Wien (OTS) - Der WWF Österreich präsentierte gestern Abend die Studie "Naturschutz und Regionalwirtschaft"."Am Beispiel von vier österreichischen Modellregionen wird gezeigt, dass die Einrichtung von Natura 2000-Gebieten zu positiven regionalwirtschaftlichen Auswirkungen führt und die betroffenen Regionen wirtschaftlich profitieren können," so der Autor Univ.Doz. Dr. Michael Getzner, Universität Klagenfurt. Die regionalwirtschaftlichen Chancen liegen insbesondere in den Bereichen Tourismus sowie Landwirtschaft. Die Ausweisung als Natura 2000-Gebiet kann somit als "Initialzündung" für eine nachhaltige Regionalentwicklung angesehen werden. "Die Studie kommt gerade rechtzeitig um Zukunftsmodelle und Chancen des europäischen Naturschutzes im Zuge der EU-Erweiterung besser einzuschätzen zu können," so Mag. Christoph Walder, WWF Österreich.

Die Studie...
Es wurden vier Modellregionen mit unterschiedlichen Rahmenbedingungen ausgewählt: das Waldviertel/NÖ: Natura 2000 nominiert, aus vielen Einzelflächen bestehend, erste touristische Ansätze, das Steinfeld/NÖ: bei der Erstellung der Studie noch nicht nominiert, angrenzend an ein Industriegebiet, das Karwendel: nicht nur Natura 2000-Gebiet, sondern auch Landschafts- und Naturschutzgebiet, gut touristisch entwickelt und das Verwall/Vbg.:
nominiert, keine touristische Entwicklung, nur kleine land- und forstwirtschaftliche Betriebe. "Die Untersuchung dieser sehr unterschiedlichen Gebiete zeigt, dass Natura 2000 das erste Naturschutzinstrument auf breiter regionalwirtschaftlicher Basis darstellt," so Getzner "Die Regionen müssen aber auch die Chancen erkennen und aktiv nützen! Natura 2000 ist immer ein Gewinn für die Region, außer in Industriegebieten wie z.B: das Steinfeld!"

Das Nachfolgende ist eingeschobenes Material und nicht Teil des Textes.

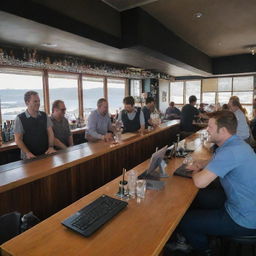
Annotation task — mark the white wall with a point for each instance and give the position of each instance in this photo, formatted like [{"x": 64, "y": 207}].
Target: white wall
[{"x": 163, "y": 87}]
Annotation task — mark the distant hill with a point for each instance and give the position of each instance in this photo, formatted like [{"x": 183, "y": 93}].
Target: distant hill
[{"x": 15, "y": 98}]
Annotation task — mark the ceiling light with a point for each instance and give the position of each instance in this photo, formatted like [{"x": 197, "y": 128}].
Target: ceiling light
[
  {"x": 49, "y": 45},
  {"x": 251, "y": 48},
  {"x": 198, "y": 15}
]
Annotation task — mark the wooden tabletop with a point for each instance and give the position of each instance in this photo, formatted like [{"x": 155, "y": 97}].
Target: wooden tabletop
[
  {"x": 12, "y": 145},
  {"x": 36, "y": 169},
  {"x": 141, "y": 229}
]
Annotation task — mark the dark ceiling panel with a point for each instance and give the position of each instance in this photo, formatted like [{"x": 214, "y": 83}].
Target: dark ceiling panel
[{"x": 225, "y": 28}]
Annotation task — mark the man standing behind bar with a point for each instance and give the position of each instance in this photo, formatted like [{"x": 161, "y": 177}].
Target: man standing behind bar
[
  {"x": 99, "y": 123},
  {"x": 33, "y": 129},
  {"x": 132, "y": 118},
  {"x": 147, "y": 110},
  {"x": 62, "y": 134},
  {"x": 188, "y": 114}
]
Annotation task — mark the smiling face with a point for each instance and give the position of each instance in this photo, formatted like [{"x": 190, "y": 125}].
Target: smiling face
[
  {"x": 128, "y": 107},
  {"x": 103, "y": 108},
  {"x": 33, "y": 103},
  {"x": 216, "y": 135},
  {"x": 60, "y": 111}
]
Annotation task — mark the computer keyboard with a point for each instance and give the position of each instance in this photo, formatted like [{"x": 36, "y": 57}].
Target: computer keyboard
[
  {"x": 90, "y": 218},
  {"x": 183, "y": 171}
]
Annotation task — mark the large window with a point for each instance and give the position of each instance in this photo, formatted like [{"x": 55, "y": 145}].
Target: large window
[
  {"x": 64, "y": 87},
  {"x": 92, "y": 91},
  {"x": 135, "y": 88},
  {"x": 208, "y": 97},
  {"x": 13, "y": 85},
  {"x": 219, "y": 90},
  {"x": 116, "y": 92}
]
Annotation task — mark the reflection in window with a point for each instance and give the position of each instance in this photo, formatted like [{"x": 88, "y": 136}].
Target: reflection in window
[
  {"x": 135, "y": 89},
  {"x": 116, "y": 92},
  {"x": 248, "y": 110},
  {"x": 12, "y": 90},
  {"x": 176, "y": 92},
  {"x": 64, "y": 87},
  {"x": 243, "y": 83},
  {"x": 193, "y": 88},
  {"x": 225, "y": 84},
  {"x": 223, "y": 97},
  {"x": 92, "y": 91},
  {"x": 245, "y": 97},
  {"x": 209, "y": 98}
]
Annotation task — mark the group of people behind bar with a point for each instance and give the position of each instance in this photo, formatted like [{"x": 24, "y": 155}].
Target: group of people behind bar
[
  {"x": 133, "y": 119},
  {"x": 36, "y": 133},
  {"x": 190, "y": 113}
]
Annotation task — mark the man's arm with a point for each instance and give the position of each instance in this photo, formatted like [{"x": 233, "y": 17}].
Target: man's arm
[
  {"x": 203, "y": 178},
  {"x": 18, "y": 135},
  {"x": 59, "y": 144},
  {"x": 19, "y": 141}
]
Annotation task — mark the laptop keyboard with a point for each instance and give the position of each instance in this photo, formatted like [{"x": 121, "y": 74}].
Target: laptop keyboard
[{"x": 87, "y": 220}]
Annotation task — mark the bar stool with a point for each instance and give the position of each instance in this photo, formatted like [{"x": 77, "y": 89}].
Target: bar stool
[{"x": 238, "y": 245}]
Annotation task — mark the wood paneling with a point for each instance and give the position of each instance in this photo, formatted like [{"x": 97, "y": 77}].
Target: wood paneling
[
  {"x": 142, "y": 228},
  {"x": 47, "y": 185}
]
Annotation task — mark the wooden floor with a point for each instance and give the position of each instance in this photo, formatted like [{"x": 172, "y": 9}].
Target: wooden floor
[{"x": 233, "y": 250}]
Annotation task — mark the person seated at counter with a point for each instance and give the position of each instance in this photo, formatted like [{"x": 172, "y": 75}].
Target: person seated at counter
[
  {"x": 225, "y": 107},
  {"x": 147, "y": 110},
  {"x": 99, "y": 123},
  {"x": 188, "y": 114},
  {"x": 230, "y": 209},
  {"x": 242, "y": 126},
  {"x": 201, "y": 108},
  {"x": 62, "y": 134},
  {"x": 172, "y": 112},
  {"x": 132, "y": 117},
  {"x": 33, "y": 129}
]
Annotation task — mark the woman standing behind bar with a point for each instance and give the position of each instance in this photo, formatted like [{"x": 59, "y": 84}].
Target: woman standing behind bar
[{"x": 242, "y": 126}]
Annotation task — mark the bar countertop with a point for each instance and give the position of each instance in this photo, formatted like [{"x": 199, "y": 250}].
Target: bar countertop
[{"x": 19, "y": 173}]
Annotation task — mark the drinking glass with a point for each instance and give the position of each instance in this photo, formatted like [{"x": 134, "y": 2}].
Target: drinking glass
[
  {"x": 188, "y": 160},
  {"x": 140, "y": 188}
]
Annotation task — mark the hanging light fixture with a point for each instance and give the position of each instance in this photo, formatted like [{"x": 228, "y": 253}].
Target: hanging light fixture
[{"x": 251, "y": 48}]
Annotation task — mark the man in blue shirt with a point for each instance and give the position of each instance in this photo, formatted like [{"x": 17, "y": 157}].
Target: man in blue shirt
[{"x": 231, "y": 209}]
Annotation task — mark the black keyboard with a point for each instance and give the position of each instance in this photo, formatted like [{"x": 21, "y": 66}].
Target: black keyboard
[
  {"x": 183, "y": 171},
  {"x": 90, "y": 218}
]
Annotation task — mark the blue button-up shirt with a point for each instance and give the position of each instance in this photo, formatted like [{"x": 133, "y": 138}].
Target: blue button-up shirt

"Natura 2000 ist ein treffsichereres Instrument für Naturschutz," ist der Ökologe und Co-Autor Mag. Michael Jungmeier, ECO Klagenfurt, überzeugt, "Die Flächen auf denen wirklich Maßnahmen durchgeführt werden müssen, sind vergleichsweise klein und diese werden dann gezielt gesetzt, d.h. viel Naturschutz kann mit wenigen Mitteln umgesetzt werden."

Die Studie ist in Buchform bei Peter Lang GmbH, Europäischer Verlag der Wissenschaften, Frankfurt am Main 2002, erschienen.